Ever since leaving my more routine-driven life in Pennsylvania where I had a job, a commute, and a dog to look after, I’ve adopted a lifestyle that says I’ll do whatever strikes my fancy whenever it strikes my fancy – with some very strict guardrails placed around what I allow to strike my fancy (mostly economic restrictions). I wake up when my body tells me to wake up. I go for a run when I feel like going for a run. I job search when the mood strikes me. I apply to jobs when I feel inspired by the position. I write when I want to write. I try to get outside a few times a day – walks to the water or through town and a walk after dinner. Despite really enjoying it, the problem I’m finding with such a laissez-faire approach to living is that it’s far too easy to get distracted by distracting things like social media. Without a plan, it’s far too easy to let a day (or several) slip away. It’s far too easy to lose time in the decision-making process. The note written on my phone just before going to bed last night was that I’d like to live more deliberately.

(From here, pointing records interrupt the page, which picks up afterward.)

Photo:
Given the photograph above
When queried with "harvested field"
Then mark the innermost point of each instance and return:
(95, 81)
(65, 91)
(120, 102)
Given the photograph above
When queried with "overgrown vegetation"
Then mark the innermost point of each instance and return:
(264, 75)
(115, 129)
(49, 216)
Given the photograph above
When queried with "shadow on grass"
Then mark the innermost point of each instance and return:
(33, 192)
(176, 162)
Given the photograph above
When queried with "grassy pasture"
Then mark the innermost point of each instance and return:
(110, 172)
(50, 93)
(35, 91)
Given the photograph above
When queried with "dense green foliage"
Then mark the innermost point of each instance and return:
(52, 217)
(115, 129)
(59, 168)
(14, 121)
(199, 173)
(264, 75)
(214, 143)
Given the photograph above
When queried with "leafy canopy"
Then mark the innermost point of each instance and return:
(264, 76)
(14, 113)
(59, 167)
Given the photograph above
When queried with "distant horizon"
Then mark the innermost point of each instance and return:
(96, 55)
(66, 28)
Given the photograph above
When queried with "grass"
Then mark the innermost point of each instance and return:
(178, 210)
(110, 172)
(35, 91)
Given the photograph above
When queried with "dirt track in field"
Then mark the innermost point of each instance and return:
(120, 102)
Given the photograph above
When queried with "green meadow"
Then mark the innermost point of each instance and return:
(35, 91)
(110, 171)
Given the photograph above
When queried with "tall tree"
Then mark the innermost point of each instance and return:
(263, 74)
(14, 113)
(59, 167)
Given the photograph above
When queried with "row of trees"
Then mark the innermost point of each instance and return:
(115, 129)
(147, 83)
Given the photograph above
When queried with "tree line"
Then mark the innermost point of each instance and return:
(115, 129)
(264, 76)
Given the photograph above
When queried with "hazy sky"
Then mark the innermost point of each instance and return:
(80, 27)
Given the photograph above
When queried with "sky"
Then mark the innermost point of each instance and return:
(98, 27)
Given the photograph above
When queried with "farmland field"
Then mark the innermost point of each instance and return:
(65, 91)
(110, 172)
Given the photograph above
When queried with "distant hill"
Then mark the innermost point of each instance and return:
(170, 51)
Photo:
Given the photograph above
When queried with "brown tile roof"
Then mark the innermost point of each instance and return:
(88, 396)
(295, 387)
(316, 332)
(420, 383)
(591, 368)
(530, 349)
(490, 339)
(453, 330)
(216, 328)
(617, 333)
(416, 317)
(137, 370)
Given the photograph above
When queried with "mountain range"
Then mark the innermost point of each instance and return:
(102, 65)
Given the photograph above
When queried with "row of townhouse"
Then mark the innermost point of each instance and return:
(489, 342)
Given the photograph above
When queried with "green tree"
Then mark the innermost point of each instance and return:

Yesterday being April 1 (the start of poetry month), I wanted to set for myself some writing, editing, and submitting goals. A person I took an online workshop with a year or two ago is hosting a group on Facebook where the goal is to write a new poem every day during the month of April. While the thought of doing something like that had crossed my mind, it felt a little too ambitious to go from zero poems a month to thirty. I didn’t join. I then thought maybe I can play it loose and do “something” related to poetry every day this month (write, edit, read). That felt too easy – I already read a few poems every day and write something (maybe not a poem) almost every day.
The day passed and I hadn’t set a goal. I did just enough reading and writing (I started a new journal) that I could still set a goal and retroactively count April 1, but I felt a little disappointed in myself. Here, on April 2, I’m still struggling to come up with a meaningful goal or goals. I set an alarm (which was a step), but I turned it off and went back to sleep. I managed to get up an hour earlier than I usually do and instead of reading the news or social media, I’m writing this silly little thing – which is also a step in the right direction. But beyond that, the day ahead looks no more or less structured than the past dozen or two dozen days have been.

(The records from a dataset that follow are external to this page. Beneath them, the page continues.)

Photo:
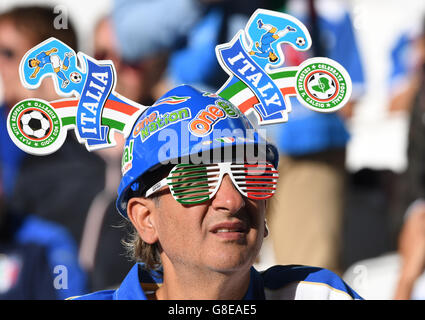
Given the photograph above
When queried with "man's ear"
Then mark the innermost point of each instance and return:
(140, 212)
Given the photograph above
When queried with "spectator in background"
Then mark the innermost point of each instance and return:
(187, 38)
(399, 274)
(38, 259)
(312, 147)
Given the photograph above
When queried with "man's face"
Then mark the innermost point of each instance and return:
(223, 234)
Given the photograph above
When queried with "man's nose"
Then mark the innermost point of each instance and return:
(228, 198)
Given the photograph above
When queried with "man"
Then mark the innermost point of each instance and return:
(46, 57)
(200, 225)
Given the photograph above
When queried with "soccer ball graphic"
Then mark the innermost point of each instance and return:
(321, 86)
(75, 77)
(35, 124)
(300, 41)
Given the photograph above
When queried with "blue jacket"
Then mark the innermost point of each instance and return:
(276, 283)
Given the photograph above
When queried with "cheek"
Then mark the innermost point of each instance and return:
(177, 225)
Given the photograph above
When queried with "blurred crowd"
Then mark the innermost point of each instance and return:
(60, 234)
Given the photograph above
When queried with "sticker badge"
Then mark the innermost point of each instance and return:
(91, 107)
(258, 83)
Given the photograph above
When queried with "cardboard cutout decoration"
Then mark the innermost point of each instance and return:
(257, 84)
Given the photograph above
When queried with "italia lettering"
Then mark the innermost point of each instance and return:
(255, 78)
(91, 105)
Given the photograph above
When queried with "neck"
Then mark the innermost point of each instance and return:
(189, 284)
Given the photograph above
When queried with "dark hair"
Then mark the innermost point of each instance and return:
(37, 23)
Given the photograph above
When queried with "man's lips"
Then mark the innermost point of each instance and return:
(230, 229)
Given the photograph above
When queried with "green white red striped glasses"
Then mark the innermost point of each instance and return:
(197, 183)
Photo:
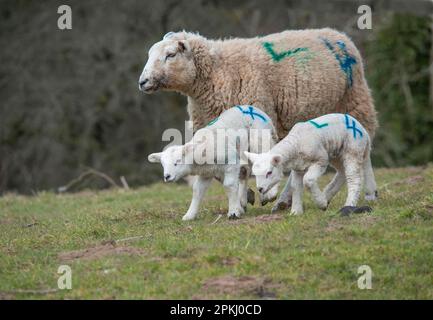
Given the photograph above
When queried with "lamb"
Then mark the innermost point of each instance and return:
(245, 127)
(292, 76)
(308, 149)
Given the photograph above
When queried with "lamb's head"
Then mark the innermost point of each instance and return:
(267, 168)
(170, 65)
(174, 161)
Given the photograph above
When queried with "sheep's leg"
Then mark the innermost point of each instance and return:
(370, 181)
(313, 173)
(354, 177)
(285, 198)
(243, 191)
(269, 196)
(297, 187)
(199, 188)
(335, 185)
(231, 186)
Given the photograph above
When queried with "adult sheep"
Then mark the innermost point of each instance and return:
(292, 76)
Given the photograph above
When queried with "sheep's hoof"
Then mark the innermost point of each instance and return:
(266, 201)
(251, 197)
(347, 210)
(280, 206)
(233, 216)
(363, 209)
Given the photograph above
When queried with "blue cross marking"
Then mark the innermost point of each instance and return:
(352, 126)
(251, 112)
(343, 57)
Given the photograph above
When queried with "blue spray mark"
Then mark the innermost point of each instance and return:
(212, 122)
(352, 126)
(318, 126)
(251, 112)
(343, 57)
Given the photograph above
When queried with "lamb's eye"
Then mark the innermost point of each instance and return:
(170, 55)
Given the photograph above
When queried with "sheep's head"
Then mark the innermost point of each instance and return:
(267, 168)
(170, 65)
(173, 160)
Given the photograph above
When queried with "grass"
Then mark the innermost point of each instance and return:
(312, 256)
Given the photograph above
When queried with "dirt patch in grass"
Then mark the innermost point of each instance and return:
(366, 220)
(411, 180)
(232, 285)
(6, 296)
(99, 251)
(259, 219)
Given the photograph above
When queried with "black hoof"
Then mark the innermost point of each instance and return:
(251, 197)
(347, 210)
(363, 209)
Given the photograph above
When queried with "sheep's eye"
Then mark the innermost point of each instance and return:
(170, 55)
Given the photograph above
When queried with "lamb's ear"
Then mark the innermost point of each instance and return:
(182, 46)
(251, 156)
(276, 160)
(154, 157)
(168, 35)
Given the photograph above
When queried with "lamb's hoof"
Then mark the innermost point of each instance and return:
(266, 201)
(233, 216)
(251, 197)
(347, 210)
(280, 206)
(363, 209)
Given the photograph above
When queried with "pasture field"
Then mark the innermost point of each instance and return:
(133, 245)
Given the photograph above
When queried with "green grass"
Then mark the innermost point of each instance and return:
(315, 255)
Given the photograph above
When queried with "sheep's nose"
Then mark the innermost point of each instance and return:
(141, 83)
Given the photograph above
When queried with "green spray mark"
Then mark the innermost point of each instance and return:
(318, 126)
(277, 57)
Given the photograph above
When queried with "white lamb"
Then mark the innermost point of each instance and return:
(241, 128)
(308, 149)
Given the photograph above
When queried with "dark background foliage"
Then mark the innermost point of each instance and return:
(69, 99)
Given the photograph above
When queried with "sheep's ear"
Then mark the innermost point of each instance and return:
(276, 160)
(168, 35)
(187, 148)
(154, 157)
(182, 46)
(251, 156)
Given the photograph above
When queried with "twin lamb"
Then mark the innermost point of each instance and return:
(310, 147)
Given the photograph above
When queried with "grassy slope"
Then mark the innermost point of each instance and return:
(315, 255)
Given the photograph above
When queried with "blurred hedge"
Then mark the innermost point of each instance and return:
(69, 99)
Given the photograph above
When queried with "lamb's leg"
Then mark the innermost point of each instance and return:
(354, 176)
(199, 188)
(335, 185)
(370, 181)
(297, 187)
(231, 186)
(243, 191)
(285, 199)
(313, 173)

Part of the problem is that I don’t seem to know how my mind works. I don’t know what an effective (for me) writing routine looks like. If I knew that reading first thing in the morning would inspire me to write, I’d have a plan of action… but sometimes reading has the opposite effect. Sometimes, reading good poetry makes me feel incompetent and incapable. If I knew that I hated editing in the evening, I might have a plan of action – but as best as I can tell, I always hate editing. And maybe this needs to be the goal: to experiment with structures and routines until I land on some things that work (or mostly works); to pay attention to what inspires, when, and how. Is it sitting outside, is it just after reading, is it before coffee, after a run?

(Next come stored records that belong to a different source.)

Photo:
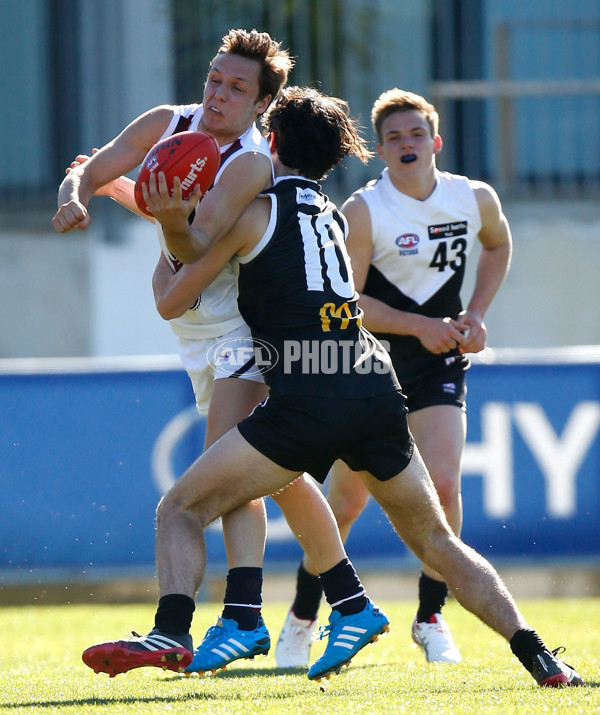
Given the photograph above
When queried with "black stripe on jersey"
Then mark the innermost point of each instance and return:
(183, 124)
(242, 370)
(445, 303)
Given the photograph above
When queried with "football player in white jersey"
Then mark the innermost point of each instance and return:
(247, 72)
(411, 230)
(296, 289)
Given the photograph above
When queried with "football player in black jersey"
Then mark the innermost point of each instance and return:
(411, 230)
(293, 236)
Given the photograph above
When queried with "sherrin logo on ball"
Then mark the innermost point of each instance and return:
(194, 157)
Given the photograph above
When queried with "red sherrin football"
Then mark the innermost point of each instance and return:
(192, 156)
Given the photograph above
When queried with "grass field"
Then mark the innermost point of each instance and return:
(41, 669)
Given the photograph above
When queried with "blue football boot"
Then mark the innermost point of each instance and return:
(225, 642)
(347, 635)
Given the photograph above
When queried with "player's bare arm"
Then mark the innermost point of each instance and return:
(120, 189)
(492, 267)
(121, 155)
(175, 292)
(436, 334)
(218, 212)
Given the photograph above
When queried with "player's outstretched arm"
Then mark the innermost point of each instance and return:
(176, 292)
(118, 157)
(492, 267)
(120, 189)
(218, 211)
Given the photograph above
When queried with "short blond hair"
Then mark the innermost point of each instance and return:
(399, 100)
(275, 63)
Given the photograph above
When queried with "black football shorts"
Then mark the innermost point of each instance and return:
(307, 433)
(446, 385)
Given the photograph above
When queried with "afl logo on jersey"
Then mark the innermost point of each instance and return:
(407, 243)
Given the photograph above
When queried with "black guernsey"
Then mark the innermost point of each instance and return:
(296, 292)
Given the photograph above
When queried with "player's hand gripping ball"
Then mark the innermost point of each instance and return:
(192, 156)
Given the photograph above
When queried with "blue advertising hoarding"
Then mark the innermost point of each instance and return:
(88, 446)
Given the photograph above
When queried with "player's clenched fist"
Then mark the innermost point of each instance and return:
(72, 215)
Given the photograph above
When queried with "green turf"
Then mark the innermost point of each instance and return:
(41, 669)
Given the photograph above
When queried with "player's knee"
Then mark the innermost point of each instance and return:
(447, 485)
(346, 509)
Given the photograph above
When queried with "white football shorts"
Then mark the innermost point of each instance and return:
(229, 355)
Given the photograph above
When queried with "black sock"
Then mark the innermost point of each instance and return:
(243, 596)
(174, 614)
(343, 589)
(432, 597)
(308, 595)
(525, 645)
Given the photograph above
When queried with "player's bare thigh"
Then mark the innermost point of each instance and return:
(440, 433)
(412, 504)
(232, 400)
(228, 474)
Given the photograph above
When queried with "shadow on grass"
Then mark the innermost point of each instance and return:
(177, 697)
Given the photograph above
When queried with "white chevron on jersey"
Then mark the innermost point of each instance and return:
(217, 312)
(407, 233)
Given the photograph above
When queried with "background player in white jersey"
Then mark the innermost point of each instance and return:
(244, 76)
(410, 233)
(296, 290)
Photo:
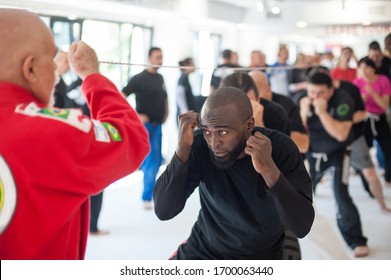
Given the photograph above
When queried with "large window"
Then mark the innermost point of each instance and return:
(112, 41)
(207, 49)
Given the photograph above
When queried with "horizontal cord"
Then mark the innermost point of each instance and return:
(209, 68)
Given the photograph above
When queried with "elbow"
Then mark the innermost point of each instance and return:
(163, 214)
(342, 137)
(306, 227)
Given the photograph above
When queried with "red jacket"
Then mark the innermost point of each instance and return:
(52, 160)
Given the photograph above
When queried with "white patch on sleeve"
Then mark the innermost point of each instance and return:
(8, 195)
(101, 134)
(72, 117)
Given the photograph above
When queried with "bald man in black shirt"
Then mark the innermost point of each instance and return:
(252, 183)
(328, 115)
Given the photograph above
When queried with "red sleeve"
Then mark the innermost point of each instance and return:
(127, 139)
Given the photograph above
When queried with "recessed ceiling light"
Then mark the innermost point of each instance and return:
(260, 7)
(301, 24)
(276, 10)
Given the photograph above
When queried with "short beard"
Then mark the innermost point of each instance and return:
(231, 157)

Looking back to things I’ve written on or around this day a year, or even four years ago… It’s a lot of the same hand-wringing over not being dedicated and disciplined enough. It’s almost 7:30am on April 2. The sun is shining through thin and wispy clouds. Easter, a day that symbolizes rebirth and renewal, was two days ago, and two days into poetry month, I’m still struggling with my own minor poetic and artistic resurrections.
I suppose I should just get on with it. Maybe that’s the poem I can work on today – the groggy indecision Jesus felt upon his resurrection. Jesus sitting around, twiddling his thumbs, being self-critical, checking stone tablet newspapers for work (nope, no carpenter jobs today), Jesus considering a career change, peeking out to check the weather and trying to decide which sandals to wear, coming up with a self-improvement plan and immediately ignoring it, Jesus trying to psych himself up, giving himself little pep talks.